Co do podróży mogę się w pewnym sensie zgodzić, choć miałam na myśli coś innego.
I tu jest właśnie ten kłopot w doprecyzowaniu myśli.
Przez podróż rozumiem świadomy rozwój, bo jeśli mówimy o wyruszeniu w podróż poszukującą pokoju, miłości czy wolności to nie da się tego zrobić nieświadomie, tak jak nie da się nieświadomie pojechać w Tatry.
Niekoniecznie jest więc dla mnie ona tym, że życie rzuca mną jak planktonem, od wyboru do wyboru, pojawiają się konsekwencje itd.
Nie wszyscy ludzie żyją świadomie, w kontakcie ze sferą duchową, bo niektórzy nie mają kontaktu nawet z samymi sobą. Ci, dla mnie, w podróży nie są. Nie twierdzę czy to dobrze, czy źle – zwyczajnie to dostrzegam i tyle.
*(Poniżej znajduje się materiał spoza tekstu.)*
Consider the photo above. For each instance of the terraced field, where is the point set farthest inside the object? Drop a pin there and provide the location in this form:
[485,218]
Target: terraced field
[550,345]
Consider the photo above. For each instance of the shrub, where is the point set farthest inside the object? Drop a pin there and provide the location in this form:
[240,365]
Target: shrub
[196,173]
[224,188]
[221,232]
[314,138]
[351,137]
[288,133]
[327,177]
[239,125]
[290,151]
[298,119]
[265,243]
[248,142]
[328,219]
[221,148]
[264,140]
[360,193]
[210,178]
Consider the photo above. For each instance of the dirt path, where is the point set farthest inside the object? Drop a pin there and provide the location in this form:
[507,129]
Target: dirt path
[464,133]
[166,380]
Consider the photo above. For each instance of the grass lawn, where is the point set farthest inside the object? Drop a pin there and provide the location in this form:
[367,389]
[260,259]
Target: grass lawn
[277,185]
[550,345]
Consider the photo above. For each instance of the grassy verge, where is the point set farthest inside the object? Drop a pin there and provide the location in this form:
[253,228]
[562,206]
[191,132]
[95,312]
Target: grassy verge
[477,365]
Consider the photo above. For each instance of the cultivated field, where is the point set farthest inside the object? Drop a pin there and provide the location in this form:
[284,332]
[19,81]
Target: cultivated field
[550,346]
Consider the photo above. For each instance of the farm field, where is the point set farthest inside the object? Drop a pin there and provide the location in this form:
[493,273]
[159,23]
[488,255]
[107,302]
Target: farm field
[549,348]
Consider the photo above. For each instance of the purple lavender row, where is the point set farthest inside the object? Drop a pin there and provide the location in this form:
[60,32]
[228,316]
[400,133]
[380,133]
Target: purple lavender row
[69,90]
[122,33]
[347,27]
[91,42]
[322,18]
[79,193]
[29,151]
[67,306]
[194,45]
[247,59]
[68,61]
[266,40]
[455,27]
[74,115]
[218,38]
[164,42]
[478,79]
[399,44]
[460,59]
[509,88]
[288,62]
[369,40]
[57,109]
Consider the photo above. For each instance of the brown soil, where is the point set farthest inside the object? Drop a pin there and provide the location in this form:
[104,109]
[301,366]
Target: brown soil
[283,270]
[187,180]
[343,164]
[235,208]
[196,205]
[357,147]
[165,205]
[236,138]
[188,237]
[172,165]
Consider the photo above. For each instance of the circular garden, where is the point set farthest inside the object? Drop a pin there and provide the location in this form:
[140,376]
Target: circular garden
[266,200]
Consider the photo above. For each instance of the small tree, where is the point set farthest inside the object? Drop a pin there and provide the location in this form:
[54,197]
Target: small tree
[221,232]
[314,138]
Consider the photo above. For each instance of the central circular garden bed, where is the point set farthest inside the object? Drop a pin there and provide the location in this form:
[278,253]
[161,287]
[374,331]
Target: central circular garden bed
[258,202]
Każdy człowiek ma swój czas, swoją drogę i albo ją dla siebie wykorzysta tak, albo śmak.
Z pokojem jest podobnie, choć to bardzo złożone pojęcie. Wierzę w to, że człowiek który ma pokój w sobie będzie go niósł. Tak zwyczajnie, bez napinania się, bez przekonywania innych do swojej wersji pokoju – w każdym razie tak jest w buddyźmie.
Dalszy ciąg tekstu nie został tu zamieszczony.